WE DISCUSS DEPRESSION

I describe my depression at the death of my parents in 1991.  Joe says, “depression doesn’t describe it.  I have not recovered yet.  I just don’t have the faculties I used to.  I can shoot a deer at three-hundred yards right between the eyes.  But I have trouble gettin’ outa the truck. You know, Russ, this is all just fun.  When the fun is gone -- that’s it.  The switch will turn off.  I said, ”I think I have at least a good twenty years left.”  Joe said, “You run that road on your bicycle like you do and you might just make it, Captain.”

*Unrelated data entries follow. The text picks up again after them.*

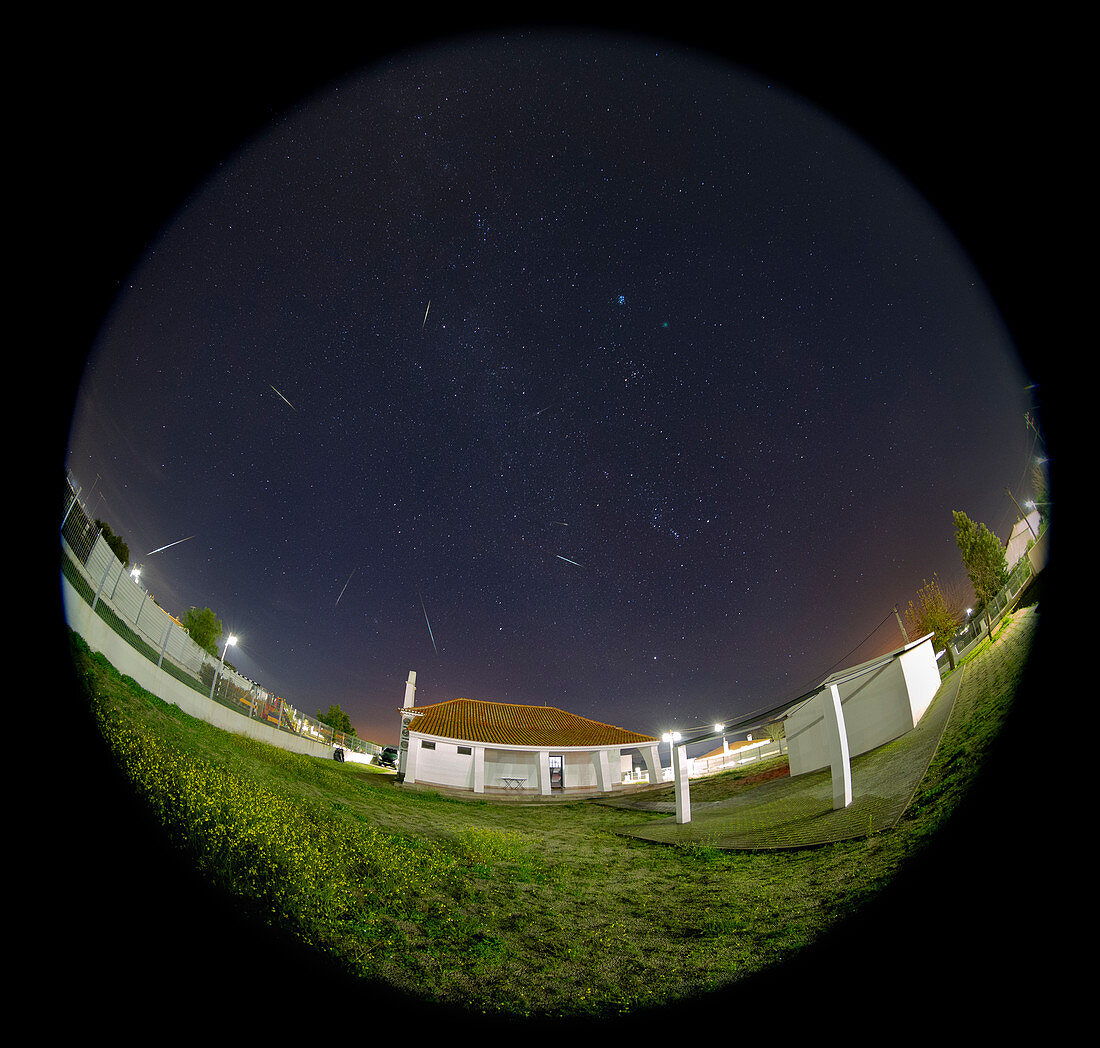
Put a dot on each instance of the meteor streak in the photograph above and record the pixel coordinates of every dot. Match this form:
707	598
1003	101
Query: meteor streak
157	550
422	608
345	585
293	408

“I just don’t want to have to start over again,” Joe said, rather mournfully.

I told him about how I got over my depression. At that time it had to do with the smiles from girls while I crossed over Key Bridge on the sidewalk to Georgetown one day, and then eating two plates of mussels.  Appetite back.  Joe says, “That's like New Orleans, Russ.”

We talk into the night about girlfriends.  Joe says, “Listen to that shit over there in the big ranch house.  They’re watching a dancing movie.  But it’s a bonding thing goin’ on over there.  Those little girls with a mother, giggling and stuff.  That’s happy stuff.”

Joe wants to know what was the love of my life.  I am puzzled.  He says, ”This one woman.  Now listen up.  I had a practice marriage.  Then I married this blond Texas woman, and it is good. I mean good.  She is my partner and I love her dearly.  Forever.  But there was one woman. I’ll never forget her even till I breathe my last breath.  I still communicate with her sometime.  Unforgettable, Captain.”


FISH, ANIMALS, WOMEN, GRASS, TREES, & DIRT

One thing I realize.  I can write better in Texas than I can in Washington.  The language is so direct here.  It’s fish, animals, women, grass, trees, dirt, water, sky, snakes, food, and the blues.  In Washington, language is circuitous.  It beats around the bush by passive voice and jargon.  Joe says every day, “Life is good in the brush.”  And the language reflects that simplicity.  I am writing better here.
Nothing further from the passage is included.